Celia
Martínez
jueves, 29 de agosto de 2019
Celia Martínez
El sutil encanto de las sombras
Caía la
tarde en el campo. Estaba sola en su casona con la estufa de leños encendida y
su viejo ovejero a su lado.
Como
siempre, vinieron los recuerdos de la niñez, la juventud y de cuando la casa
era pura algarabía.
Cuando
atardecía, esa hora en que se ve y no se ve, era el momento de montar el
caballo y correr al viejo ombú, donde ella, Rosana, la esperaba. La excusa era
su paseo sobre Yatasto en la hora en que no hacía tanto calor. Las sombras se
sentían mover y juntas inventando figuras fantasmagóricas que sólo nombraban.
Rosana
era su amiga, “su otra persona”, decía Milita, con quien no la dejaban jugar.

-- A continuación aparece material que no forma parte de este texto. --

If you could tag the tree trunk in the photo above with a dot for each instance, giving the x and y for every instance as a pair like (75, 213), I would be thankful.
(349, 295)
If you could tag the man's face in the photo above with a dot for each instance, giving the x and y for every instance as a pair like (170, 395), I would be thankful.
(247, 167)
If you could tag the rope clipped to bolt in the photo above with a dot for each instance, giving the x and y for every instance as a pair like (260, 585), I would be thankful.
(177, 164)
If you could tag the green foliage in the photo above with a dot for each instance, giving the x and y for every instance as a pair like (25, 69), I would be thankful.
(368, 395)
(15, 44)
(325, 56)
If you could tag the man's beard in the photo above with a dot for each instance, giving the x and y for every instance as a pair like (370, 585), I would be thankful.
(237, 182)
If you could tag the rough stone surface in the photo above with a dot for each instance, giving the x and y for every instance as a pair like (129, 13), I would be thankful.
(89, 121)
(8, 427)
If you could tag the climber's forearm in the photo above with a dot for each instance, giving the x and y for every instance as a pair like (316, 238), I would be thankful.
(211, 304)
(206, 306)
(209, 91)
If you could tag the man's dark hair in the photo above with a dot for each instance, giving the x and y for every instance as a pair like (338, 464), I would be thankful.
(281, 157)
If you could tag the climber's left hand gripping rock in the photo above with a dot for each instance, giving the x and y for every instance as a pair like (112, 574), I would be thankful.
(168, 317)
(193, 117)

Era la hija de los caseros, y esa diferencia social la marcó la toda la vida.
Cuando se
marchó a la ciudad para estudiar prometió escribirle. Lo hizo durante un tiempo
hasta que la costumbre se fue abandonando. Sus quehaceres y salidas con sus
nuevos amigos y la ciudad intensa la devoraba los días.
Milita
había enseñado a leer y escribir bajo las sombras del aterdecer. Rosana
devoraba sus cartas y comenzó la escuela para poder aprender mejor pero poco a
poco se fueron distanciando. Aunque cda tanto lo hacían para las fiestas, los
cumpleaños y otras celebraciones. Aquellas largas charlas cuando oscurecía
quedaronn en el recuerdo con un encanto lleno de risa y aventuras chinescas.
Un día
Miita volvió de la ciudad y se instaló en la casona campestre, sus padres se
habían radicado definitivamnete en Buenos Aires, pero ella extrañaba el lugar.
Ni bien
llegó corrió a ver a su amiga, que por entonces se había casado y tenía dos
niños.
Rosana
empezó a trabajar otra vez en lo de su amiga. Volvía a su casa a la noche,
donde la esperaba un marido alcohólico
que la golpeaba.
Cada
mañana Rosana venía de su casa riendo y cantando la despertaba una canción
feliz, y olor a café. Escuchaban las canciones de Gilda, o de Rodrigo, y a
medida que transcurría el día la Rosana que se iba oscureciendo con las sombras
del atardecer.
Milita
veía cruzar su sombra en la noche por el oscuro campo cuando partía.
Un día
murió repentinamente el marido de Rosana, de una extraña infección.
Milita
fue creciendo. Ella amaba su verde, su cielo, sus animales y de a poco la fue
ganando el placer de la soledad.
Ambas
mujeres pasaron décadas juntas y solas compartiendo los recuerdos en los crepúsculos
bajo el ombú.
Ya nadie
podía las separarlas, solo la muerte. Esa tarde Milita acababa de venir del
cementerio después de despedir a su entrañable amiga.
Se quedó
dormida en el sillón, al amanecer no hubo risa ni cantos ni olor a café.
Perezosamente se levantó, puso la radio local y volvió a escuchar la noticia
sobre el accidente, apagó el aparato.
El
atardecer trajo las sombras, los
recuerdos. Se acurrucó entre el chal y el sillón. Las últimas figuras del
anochecer se fueron apagando lentamente hasta que se hizo noche.
Elvira,
la nueva compañía, le trajo un caldo que tomó sin ganas. Así pasó varios días
con oscuras tardes y sombras.
Una
mañana mientras Elvira cubría los
muebles y amontonaba el equipaje, Milita y el viejo Dark recorrieron el campo,
y la casa para despedirse.
Los
hombres cargaban el camión de mudanza. El rematador Pacheco, envolvía con
cuidado los objetos que Milita dejaría para vender. Después llegó el auto que
la llevaría definitivamente. Se llevó con ella a su viejo compañero Dark
sabiendo de que no soportaría el cambio.
Fue un
largo viaje.
A la
mañana siguiente de llegar hizo abrir todas las persianas, y por la tarde
predió todas las luces.
No más
caídas del sol, ni crepúsculos, ni sombras…
A pesar
del cambio Dark permaneció enhiesto al lado de su ama humana.